Le bail doit verrouiller l’usage du logement (habitation) et rappeler que le locataire ne peut pas faire un usage contraire au règlement. Pour la sous-location, cela peut dépendre du type de bail ; en résidence principale (loi de 1989), l’accord écrit du bailleur est en pratique indispensable.
Le bailleur peut-il interdire tous les animaux dans le bail “pour respecter la copropriété” ?
Choix
A. Oui, on peut toujours interdire tous les animaux
B. Non, l’interdiction générale est en principe abusive ; on peut viser les animaux dangereux ou les nuisances
C. Oui, mais uniquement en meublé
Voir la réponse
Correction
Bonne réponse : B.
En location d’habitation, interdire “tout animal” est généralement considéré comme abusif.
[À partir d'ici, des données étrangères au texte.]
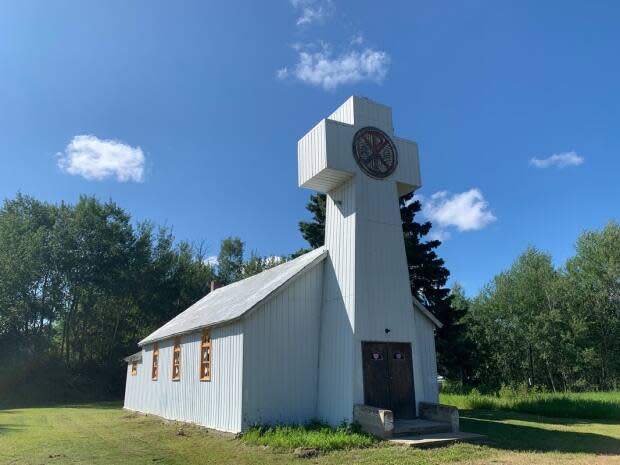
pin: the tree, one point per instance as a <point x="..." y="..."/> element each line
<point x="594" y="278"/>
<point x="314" y="231"/>
<point x="79" y="286"/>
<point x="427" y="275"/>
<point x="230" y="260"/>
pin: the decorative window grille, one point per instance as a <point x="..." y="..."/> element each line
<point x="205" y="356"/>
<point x="176" y="359"/>
<point x="155" y="366"/>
En revanche, vous pouvez rappeler l’interdiction de troubles (bruit, dégradations) et encadrer les cas d’animaux dangereux (cela peut dépendre de la situation et des textes applicables).
En cas de plaintes répétées de voisins (bruit, incivilités), quel réflexe “utile” peut être prévu dans le bail ?
Choix
A. Une clause autorisant le bailleur à entrer sans prévenir pour “constater”
B. Une clause rappelant la jouissance paisible, le respect du règlement, et la possibilité de résiliation en cas de manquements graves/répétés
C. Une clause imposant une amende automatique au locataire
Voir la réponse
Correction
Bonne réponse : B.
Le bail peut rappeler clairement les obligations (jouissance paisible, règlement de copropriété) et les conséquences possibles si elles ne sont pas respectées. Une entrée “sans prévenir” ou une “amende automatique” sont en principe des clauses problématiques.
Conseil aux propriétaires en copropriété : avant chaque nouvelle location, vérifier attentivement le règlement de copropriété (destination de l’immeuble, règles de bruit, animaux, usage des parties communes) et mettre à jour le modèle de bail en conséquence. Remettre au locataire les extraits pertinents, formaliser cette remise par écrit et réagir rapidement au moindre signalement de nuisance. Ces réflexes simples protègent à la fois la tranquillité de l’immeuble et la responsabilité du bailleur.